Sunday, August 12, 2007

Minute Maid Makes the Grade

Never judge a book by its cover. Checking out a rooftop view from the Magnolia Hotel, only three or four blocks away, Minute Maid Park stands as an indistinguishable contraption with big green stanchions, easily mistakable for a generic warehouse with the retractable roof closed. Hardly an architectural gem from the exterior, my expectations for Minute Maid declined before I ever step foot in the park.

Thankfully, I am open-minded. The Astrodome replacement, while not in my Top 5, makes up for the external aesthetic disaster with a solid ballpark design, combining unique stadium attributes with modern amenities, while maintaining the old time feel. Only saying it is an upgrade from the Astrodome, which had less character than most dog runs in Manhattan, sells Minute Maid short.

Unlike most modern day stadiums located downtown, the streets surrounding the park hardly seem rejuvenated, contributing to the negative vibe felt from afar. Even upon entering, thankfully to a well air-conditioned concourse away from the 100 degree Texas heat, though I felt an immediate buzz of excitement, the concourses are set too far back from the field, making it impossible to watch the action. Other new stadiums, notably San Diego, remedy this with an array of HDTV’s in the concourse, Houston that memo. A detriment to my typical ballpark frolicking, relegating me to a seat.

In line with new stadium trends, Minute Maid has field level seats behind LF, the Crawford boxes, giving fans a chance to watch from the perspective of an outfielder. The obligatory luxury suites and club seating consume the second tier, providing luxury treatment to high paying customers while generating revenue. Standing-room only tickets, with a dedicated section along the left and left-centerfield walls, provide a more cost effective option. I opted for first row, upper-deck, behind the plate, an awesome view of the entire stadium.

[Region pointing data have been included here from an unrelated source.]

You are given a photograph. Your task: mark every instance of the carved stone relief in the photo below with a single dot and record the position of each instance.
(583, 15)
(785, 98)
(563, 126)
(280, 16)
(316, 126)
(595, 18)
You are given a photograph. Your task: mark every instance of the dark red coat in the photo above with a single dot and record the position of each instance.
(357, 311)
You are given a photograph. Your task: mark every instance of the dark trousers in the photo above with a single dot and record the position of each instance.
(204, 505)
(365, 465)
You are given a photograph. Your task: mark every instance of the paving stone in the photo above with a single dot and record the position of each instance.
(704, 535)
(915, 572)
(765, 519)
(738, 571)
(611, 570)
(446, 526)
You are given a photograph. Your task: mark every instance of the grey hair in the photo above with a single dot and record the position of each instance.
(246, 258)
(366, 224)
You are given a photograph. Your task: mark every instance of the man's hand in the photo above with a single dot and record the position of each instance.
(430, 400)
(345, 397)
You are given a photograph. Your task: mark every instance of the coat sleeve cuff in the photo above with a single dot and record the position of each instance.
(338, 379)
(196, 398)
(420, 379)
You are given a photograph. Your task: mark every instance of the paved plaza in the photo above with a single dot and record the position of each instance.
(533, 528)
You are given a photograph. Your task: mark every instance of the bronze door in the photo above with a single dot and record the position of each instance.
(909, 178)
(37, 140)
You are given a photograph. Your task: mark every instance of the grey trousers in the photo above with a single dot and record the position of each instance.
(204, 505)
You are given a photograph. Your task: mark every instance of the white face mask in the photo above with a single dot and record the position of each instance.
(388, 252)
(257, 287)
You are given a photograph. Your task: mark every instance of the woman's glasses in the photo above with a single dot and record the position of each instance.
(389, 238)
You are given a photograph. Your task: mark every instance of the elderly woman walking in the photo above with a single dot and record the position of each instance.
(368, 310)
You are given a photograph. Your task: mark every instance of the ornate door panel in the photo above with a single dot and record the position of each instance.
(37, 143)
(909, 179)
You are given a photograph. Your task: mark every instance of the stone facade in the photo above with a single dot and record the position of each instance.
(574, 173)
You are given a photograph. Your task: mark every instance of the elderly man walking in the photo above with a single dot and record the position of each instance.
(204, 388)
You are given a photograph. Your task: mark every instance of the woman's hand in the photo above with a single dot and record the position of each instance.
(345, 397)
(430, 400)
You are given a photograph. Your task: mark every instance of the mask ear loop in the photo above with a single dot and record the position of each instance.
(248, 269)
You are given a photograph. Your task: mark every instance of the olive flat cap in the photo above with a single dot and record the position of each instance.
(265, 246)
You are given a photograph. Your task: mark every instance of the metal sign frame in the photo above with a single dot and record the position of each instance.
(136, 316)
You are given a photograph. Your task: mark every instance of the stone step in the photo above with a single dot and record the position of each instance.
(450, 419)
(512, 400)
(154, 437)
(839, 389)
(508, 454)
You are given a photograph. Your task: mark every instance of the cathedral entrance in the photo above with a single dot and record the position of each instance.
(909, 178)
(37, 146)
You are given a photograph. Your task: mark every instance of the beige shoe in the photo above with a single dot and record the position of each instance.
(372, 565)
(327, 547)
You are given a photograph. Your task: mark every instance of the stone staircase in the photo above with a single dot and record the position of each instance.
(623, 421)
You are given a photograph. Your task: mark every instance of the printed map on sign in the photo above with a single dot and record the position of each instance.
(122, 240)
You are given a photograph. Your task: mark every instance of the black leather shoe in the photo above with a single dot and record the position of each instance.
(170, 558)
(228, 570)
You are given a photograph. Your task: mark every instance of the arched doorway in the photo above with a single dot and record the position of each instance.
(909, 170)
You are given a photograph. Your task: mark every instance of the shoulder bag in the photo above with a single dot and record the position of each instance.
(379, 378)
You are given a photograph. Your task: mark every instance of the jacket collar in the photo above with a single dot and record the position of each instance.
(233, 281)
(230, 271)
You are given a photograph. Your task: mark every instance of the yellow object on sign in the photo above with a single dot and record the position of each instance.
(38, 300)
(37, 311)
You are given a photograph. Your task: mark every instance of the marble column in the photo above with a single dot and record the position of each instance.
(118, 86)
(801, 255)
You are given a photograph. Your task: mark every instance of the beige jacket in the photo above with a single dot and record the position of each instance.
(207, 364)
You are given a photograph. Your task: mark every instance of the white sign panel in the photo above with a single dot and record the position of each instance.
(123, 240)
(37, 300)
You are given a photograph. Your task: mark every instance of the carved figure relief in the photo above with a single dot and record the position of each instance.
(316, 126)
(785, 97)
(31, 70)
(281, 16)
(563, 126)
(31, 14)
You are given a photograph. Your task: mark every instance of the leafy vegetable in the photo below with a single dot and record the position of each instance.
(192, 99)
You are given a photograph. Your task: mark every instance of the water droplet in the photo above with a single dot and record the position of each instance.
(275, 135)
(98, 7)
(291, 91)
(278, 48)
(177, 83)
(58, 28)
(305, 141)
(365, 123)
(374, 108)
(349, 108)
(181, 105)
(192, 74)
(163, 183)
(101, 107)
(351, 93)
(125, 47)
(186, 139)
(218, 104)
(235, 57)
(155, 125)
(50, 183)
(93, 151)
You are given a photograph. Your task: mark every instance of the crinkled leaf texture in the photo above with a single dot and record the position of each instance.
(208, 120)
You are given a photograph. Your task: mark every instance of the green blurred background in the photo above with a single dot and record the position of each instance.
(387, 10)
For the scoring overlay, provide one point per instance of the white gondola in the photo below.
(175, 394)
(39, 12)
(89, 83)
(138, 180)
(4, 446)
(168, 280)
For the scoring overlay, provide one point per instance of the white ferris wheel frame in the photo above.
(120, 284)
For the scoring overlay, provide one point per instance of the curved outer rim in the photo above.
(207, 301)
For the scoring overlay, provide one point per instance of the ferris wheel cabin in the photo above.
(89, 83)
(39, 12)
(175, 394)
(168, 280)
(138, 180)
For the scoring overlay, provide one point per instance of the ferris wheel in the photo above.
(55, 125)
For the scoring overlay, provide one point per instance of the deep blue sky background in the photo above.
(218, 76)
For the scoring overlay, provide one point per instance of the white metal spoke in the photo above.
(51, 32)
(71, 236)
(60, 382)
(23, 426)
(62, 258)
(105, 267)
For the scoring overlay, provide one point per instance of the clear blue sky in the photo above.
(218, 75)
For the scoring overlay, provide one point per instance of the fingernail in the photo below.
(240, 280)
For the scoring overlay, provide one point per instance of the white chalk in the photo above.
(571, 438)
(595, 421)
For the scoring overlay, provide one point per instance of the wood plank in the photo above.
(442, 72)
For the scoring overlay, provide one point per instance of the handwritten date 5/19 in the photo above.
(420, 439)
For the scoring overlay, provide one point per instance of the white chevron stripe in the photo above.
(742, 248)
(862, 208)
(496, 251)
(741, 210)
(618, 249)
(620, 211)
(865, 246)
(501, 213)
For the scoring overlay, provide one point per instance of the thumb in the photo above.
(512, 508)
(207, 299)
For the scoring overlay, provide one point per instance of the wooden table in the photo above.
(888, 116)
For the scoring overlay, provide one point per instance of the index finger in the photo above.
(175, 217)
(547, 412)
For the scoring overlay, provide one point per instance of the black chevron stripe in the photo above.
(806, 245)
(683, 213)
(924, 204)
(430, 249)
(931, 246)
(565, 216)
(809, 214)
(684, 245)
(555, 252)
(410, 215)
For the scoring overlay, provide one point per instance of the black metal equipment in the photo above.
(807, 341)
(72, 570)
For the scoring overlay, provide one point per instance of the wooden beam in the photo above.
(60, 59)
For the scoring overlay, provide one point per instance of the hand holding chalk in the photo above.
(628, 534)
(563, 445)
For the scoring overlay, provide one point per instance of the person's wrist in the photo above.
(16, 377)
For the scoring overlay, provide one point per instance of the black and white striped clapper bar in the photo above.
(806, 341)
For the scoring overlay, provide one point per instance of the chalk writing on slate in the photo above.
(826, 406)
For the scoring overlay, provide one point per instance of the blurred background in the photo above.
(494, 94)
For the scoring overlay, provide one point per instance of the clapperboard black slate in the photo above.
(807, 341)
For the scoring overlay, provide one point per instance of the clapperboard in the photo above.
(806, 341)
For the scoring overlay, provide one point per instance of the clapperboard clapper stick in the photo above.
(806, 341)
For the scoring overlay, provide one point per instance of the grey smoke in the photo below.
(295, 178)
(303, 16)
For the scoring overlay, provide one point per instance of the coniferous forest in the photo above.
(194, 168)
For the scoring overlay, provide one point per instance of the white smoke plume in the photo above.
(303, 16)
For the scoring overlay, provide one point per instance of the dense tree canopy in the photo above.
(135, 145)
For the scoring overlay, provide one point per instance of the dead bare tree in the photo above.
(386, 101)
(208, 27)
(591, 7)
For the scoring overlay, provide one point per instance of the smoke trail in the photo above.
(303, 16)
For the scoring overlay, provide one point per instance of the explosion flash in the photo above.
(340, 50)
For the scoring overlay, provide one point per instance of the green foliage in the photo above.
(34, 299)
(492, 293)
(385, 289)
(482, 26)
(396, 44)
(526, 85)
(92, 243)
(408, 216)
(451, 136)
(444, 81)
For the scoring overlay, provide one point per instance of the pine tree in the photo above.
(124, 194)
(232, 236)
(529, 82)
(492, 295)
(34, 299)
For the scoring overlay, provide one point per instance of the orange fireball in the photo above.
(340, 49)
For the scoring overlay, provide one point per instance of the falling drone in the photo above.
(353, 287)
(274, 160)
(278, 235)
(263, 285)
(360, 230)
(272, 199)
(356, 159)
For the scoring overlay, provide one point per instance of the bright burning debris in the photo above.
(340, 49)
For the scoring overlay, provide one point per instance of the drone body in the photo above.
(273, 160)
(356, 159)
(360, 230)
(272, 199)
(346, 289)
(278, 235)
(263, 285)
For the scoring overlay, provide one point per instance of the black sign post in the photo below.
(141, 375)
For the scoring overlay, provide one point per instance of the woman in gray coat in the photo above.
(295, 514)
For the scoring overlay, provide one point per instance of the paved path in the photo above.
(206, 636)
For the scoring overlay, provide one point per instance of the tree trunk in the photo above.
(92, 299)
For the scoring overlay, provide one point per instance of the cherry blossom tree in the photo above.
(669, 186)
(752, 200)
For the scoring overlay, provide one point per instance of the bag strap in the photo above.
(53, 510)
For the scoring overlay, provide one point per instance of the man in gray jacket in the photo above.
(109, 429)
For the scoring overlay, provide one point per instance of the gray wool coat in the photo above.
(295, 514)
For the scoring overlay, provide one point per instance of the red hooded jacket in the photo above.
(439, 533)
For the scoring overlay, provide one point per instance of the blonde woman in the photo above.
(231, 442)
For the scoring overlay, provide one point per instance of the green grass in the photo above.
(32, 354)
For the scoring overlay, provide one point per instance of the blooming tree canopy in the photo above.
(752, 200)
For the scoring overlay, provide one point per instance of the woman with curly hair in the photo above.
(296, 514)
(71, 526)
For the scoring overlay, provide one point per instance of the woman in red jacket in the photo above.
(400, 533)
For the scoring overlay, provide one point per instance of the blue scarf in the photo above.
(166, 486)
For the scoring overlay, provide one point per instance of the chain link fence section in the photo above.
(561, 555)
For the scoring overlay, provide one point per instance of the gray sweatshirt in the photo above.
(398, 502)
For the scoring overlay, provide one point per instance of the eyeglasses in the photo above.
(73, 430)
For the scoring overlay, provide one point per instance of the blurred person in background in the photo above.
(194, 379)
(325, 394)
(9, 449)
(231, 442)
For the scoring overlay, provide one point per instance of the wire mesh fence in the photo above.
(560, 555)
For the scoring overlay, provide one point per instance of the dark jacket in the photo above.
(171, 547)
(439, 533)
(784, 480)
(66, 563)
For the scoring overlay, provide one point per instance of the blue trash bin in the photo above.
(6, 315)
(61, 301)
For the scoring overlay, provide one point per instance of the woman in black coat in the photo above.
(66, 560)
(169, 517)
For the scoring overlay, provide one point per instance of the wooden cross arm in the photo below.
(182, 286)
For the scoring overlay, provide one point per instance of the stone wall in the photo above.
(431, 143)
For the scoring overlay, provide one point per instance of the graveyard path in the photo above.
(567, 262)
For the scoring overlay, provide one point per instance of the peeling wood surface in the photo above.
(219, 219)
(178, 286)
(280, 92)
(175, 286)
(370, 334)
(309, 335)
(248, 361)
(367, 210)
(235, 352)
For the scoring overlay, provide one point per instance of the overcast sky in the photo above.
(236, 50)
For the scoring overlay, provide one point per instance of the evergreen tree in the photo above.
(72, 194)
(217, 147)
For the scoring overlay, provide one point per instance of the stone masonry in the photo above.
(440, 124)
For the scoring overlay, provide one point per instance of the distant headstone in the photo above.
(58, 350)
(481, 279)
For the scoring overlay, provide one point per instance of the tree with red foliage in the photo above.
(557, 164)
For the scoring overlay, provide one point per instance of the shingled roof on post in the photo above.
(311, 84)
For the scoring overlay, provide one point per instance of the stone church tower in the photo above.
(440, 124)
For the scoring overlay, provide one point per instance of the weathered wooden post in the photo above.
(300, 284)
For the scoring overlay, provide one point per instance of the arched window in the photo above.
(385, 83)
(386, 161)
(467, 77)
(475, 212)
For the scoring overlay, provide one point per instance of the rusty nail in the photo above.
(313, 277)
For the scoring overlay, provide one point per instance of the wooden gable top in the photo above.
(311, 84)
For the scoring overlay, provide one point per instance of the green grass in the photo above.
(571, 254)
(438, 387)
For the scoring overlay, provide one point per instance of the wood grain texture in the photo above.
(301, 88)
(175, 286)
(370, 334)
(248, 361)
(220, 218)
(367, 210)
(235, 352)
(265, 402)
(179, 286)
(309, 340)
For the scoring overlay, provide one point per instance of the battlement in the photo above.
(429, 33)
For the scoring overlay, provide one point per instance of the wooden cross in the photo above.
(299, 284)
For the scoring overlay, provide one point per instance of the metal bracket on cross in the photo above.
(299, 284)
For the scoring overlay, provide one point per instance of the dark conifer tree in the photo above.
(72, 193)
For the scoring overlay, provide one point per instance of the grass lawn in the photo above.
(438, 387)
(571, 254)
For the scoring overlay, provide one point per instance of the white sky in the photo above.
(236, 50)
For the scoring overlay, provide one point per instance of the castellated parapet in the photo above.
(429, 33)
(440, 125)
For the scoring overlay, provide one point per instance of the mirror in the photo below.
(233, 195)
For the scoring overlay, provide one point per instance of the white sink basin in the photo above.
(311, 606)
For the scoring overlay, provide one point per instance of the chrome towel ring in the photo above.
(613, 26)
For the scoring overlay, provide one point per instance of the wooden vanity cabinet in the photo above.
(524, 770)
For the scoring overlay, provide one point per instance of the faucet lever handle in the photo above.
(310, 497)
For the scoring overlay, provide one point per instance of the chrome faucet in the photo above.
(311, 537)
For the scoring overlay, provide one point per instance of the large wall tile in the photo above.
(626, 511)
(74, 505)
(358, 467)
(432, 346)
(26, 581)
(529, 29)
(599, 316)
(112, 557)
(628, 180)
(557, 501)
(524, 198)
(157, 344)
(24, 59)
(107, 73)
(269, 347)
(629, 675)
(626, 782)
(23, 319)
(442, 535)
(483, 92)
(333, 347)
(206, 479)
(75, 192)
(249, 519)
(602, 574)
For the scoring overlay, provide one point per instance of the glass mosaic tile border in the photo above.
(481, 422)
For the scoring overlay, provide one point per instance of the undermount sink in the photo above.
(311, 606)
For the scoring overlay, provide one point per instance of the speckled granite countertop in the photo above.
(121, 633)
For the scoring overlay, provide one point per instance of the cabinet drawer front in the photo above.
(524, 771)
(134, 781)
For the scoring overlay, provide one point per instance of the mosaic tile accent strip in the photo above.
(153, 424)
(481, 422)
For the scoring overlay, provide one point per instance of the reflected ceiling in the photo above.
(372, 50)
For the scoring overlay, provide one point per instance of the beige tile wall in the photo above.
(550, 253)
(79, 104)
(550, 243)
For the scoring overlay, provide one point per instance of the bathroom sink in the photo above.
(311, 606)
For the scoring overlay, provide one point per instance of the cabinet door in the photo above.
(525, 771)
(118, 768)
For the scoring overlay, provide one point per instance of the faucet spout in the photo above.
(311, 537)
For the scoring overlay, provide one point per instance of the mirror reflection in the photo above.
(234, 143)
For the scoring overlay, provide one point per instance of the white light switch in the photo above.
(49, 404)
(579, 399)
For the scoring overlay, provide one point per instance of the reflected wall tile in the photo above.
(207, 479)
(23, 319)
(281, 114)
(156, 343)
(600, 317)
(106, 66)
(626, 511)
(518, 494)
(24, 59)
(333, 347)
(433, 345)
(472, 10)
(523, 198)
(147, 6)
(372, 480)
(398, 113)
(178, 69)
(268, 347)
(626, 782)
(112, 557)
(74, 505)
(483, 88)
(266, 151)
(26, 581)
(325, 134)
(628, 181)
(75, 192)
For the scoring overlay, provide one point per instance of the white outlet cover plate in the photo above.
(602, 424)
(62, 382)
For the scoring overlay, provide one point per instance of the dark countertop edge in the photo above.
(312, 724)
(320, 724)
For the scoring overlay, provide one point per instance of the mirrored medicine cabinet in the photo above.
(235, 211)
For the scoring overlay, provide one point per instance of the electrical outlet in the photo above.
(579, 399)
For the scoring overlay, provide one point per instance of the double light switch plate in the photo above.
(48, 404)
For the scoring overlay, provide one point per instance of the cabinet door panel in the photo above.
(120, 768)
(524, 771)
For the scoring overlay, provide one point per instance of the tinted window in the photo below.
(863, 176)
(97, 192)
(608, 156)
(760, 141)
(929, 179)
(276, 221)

Left field immediately draws attention. A plexi-glass wall with a view to downtown Houston, though the view from my studio apartment might be better, provides the background to a plain, cement, gray wall rising above the standing room section beyond the Leftfield wall. The leftfield view tormented me all game, unable to decide if I liked or not. The flags with retired Astro numbers on the cement wall provided a nice touch, but the bland wall belonged in someone’s backyard with a few rose bushed in front of it, not at a stadium. The plexi-glass enclosure provides natural light into the dome - an underrated feature of modern stadiums that builds an outdoor atmosphere without enduring 100-degree heat - creating an illusion, making the stadium feel bigger.

Putting a replica train with a fake Citgo sign sitting above it fails miserably. Rule number one; do not copy Fenway Park, Wrigley Field, or Yankee Stadium. Rule number two, if you break rule number one, at least make a representative effort. Minute Maid Park failed on both accounts. Regarding the train, a salute to Union Station, a Houston historical landmark, find another location, it simply does not fit.

Complaints aside, the ballpark creates a fun, enjoyable baseball atmosphere. A constant buzz of excitement and anticipation fills the stadium, erupting to near pandemonium when the Astros, even during a subpar season, score. With the park about 75% full for a meaningless August game with Chicago generating near-deafening cheers after home runs by Craig Biggio and Lance Berkman, at different points in the game, I can hardly fathom the noise during the playoffs. I envision the decibel level for a big playoff game in Houston, eclipsing the noise factor even at Yankee Stadium, with an assist from the acoustics of dome stadiums, though Houston can never capture the same energy and feel of the Stadium. ‘Stros fans showed a lot with the passion and noise they brought for a disappointing team, well out of contention.

Tal’s Hill in dead centerfield accentuates what makes baseball stadiums special, uniqueness. An uphill in dead centerfield, with a flagpole in play, making for highlight reel catches and exciting sprints around the bases. No other sport provides teams a chance to customize the playing field, Minute Maid Park takes full advantage. The hand-operated leftfield scoreboard comes straight out of the 1950’s, providing the full box score for all out of town games, a coup for baseball geeks like myself. While the enormous video screen and scoreboard caddy-cornered in right centerfield provide the replays, between inning entertainment, and stats that nobody in the information age can live without. Minute Maid quietly provides the modernization without impeding the game, keeping the scoreboards and major advertisements distant from the field, out of mind, out of sight. Of course, lest I forget, the Chick-Fil-A “Fowl” Pole, one indelible mark of the creative advertising at any cost generation we live in.

A Craig Biggio homerun, a few pints, or plastic cups, of Shiner Bock, the sights and sounds of Minute Maid Park, what better Astro experience. To top it off, four more converted fans, colleagues I dragged to the game, who knew more about Luke Skywalker than Luke Scott, and probably prefer staring at blank walls than watching baseball, now anxiously awaiting their next ‘Stros game a Minute Maid.